In a televised speech on May 29, Killer Mike, born Michael Render, implored his fellow Atlantans not to burn down their own home in their fury. The son of a Black police officer, Mike’s relationship to law enforcement is intensely nuanced. He caught scorn for feeling out the contours of that nuance in his speech at a time when more direct action is being called for. As the sturdy centre of the Run the Jewels project, around whom production whizz El-P (Jaime Meline) builds a madcap world of noise and invention, Killer Mike’s wide-ranging, intricate philosophy takes centre stage in the best tracks of RTJ4 . On the spacey, frantic “goonies vs. E.T.,” he arrives in the song’s final minute, following on from a loopy El-P-led, eco-justice odyssey with a ferocious, thorough state of the nation address: “Now I understand that woke folk be playin’ / Ain’t no revolution that’s televised and digitized / You’ve been hypnotized and Twitter-ised by silly guys.

Killer Mike’s best deliveries are at once considered and rapid. It’s a stunning feat to admire, especially on album highlight “walking in the snow,” which takes dead aim at the American prison system and abuses of police power. He goes long on how the country’s infrastructure sets up its Black citizens for failure, serving up a cavalcade of imminently quotable lines. The heart-stopping apex of this essay-like opus, though, is when Killer Mike abruptly interrupts his interminable flow to wheeze out “I can’t breathe,” chillingly quoting the final words of Eric Garner as he was choked to death by a police officer in 2015. In a disturbing moment of premonition, these words were repeated by George Floyd as he died, not long after the track was written.

While Killer Mike’s deeply felt words give RTJ4 its dominant thematic landscape, the album presents plenty of opportunity for El-P’s virtuosic sonic inventiveness to come to the fore. “JU$T” hinges on a pendulum-like trap beat and haunting choral synths that give depth and dynamism to the fist-pumping hook — “look at all these slave masters posin’ on your dollar” — repeated ad infinitum by El-P, Killer Mike, Pharrell Williams and Rage Against the Machine frontman Zack de la Rocha, with each performer’s distinct delivery style adding to a storied chorus of outrage. El-P lets the frenetic synthesisers build like the background music to a Nintendo 64 boss level on “never look back” and makes effective use of organic instrumentation in the cranking punk guitar of “the ground below.” El-P’s delivery remains as rapid-fire and acrobatic as ever, though he graciously cedes the floor to his colleague where appropriate — “this is for the never-heard,” he declares on closing track “a few words for the firing squad (radiation).”

While that final track is a lengthy, cinematic conclusion with its triumphant orchestration and bombastic saxophone solos, the album’s climax comes on penultimate entry “pulling the pin.” Guest singer Mavis Staples howls on the chorus “at worst, I’ve been right from the start,” speaking to the long-ignored truth at the corrupt heart of America.
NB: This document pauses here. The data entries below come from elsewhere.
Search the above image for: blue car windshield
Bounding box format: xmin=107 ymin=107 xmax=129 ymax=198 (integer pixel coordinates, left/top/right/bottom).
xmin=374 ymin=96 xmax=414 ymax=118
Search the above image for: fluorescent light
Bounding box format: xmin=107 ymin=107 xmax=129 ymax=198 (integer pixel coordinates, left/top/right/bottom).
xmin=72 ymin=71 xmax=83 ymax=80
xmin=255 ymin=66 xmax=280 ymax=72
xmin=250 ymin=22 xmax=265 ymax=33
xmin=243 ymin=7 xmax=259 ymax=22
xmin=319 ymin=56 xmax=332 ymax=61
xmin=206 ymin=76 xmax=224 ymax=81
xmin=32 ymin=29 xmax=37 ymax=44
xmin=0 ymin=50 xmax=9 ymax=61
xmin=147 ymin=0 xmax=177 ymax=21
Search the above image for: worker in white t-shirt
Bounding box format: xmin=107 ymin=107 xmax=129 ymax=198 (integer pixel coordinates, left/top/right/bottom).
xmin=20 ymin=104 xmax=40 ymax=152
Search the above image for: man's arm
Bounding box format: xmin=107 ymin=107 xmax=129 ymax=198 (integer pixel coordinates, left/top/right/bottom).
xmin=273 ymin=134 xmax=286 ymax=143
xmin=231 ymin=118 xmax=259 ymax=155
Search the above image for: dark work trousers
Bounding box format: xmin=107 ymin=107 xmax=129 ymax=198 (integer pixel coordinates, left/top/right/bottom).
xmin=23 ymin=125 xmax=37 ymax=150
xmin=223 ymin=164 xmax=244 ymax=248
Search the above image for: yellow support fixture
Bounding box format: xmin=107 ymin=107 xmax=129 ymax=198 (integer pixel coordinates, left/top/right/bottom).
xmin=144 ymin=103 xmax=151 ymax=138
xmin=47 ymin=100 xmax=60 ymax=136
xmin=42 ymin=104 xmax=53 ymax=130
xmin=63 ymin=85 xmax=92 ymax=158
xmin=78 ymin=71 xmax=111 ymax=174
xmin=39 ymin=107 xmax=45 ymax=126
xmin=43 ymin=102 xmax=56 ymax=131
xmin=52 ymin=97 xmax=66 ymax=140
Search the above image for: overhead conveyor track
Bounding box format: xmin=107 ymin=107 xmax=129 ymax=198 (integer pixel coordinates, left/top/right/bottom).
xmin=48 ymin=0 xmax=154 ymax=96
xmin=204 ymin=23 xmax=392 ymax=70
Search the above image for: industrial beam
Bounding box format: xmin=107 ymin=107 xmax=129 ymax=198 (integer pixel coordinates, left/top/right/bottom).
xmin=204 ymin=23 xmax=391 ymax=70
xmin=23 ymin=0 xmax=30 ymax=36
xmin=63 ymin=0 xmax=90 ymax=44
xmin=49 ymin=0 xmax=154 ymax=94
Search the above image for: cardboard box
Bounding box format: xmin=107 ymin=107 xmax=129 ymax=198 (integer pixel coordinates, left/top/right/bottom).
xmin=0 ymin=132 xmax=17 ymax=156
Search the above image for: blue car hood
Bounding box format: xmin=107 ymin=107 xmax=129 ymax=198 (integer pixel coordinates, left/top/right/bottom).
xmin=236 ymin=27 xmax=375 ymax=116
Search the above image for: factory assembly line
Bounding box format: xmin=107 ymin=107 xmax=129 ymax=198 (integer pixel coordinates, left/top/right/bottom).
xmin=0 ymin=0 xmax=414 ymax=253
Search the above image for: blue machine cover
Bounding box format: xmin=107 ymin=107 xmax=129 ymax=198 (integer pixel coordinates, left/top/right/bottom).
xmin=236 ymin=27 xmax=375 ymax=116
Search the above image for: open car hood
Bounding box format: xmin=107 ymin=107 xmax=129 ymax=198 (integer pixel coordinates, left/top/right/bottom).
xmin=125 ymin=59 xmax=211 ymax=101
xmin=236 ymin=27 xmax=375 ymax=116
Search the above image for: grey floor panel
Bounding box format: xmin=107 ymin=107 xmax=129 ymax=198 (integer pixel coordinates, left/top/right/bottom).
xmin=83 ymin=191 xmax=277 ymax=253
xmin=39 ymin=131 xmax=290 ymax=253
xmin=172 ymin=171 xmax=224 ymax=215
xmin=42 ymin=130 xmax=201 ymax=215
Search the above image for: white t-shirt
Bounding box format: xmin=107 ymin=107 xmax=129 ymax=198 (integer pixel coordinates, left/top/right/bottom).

The song is a swirling, mournful rapture, articulating the pain Run the Jewels shares with those out protesting right now. Where much of RTJ4 keeps up an effervescent pace across its entertaining, concise 40-minute runtime, “pulling the pin” sheds that colourful exuberance to bring about a long overdue reckoning.

Killer Mike and El-P created RTJ4 before George Floyd’s murder, but his ghost and those of other Black victims of police brutality loom large over the album. The verbal gymnastics and musical dynamism on display serve as an exacting call to attention, turning listeners’ eyes and ears onto a reality long disregarded by the privileged. As is expertly articulated by contemporary hip hop’s most accomplished proponents, these festering injustices aren’t remotely new and must be eliminated at all costs.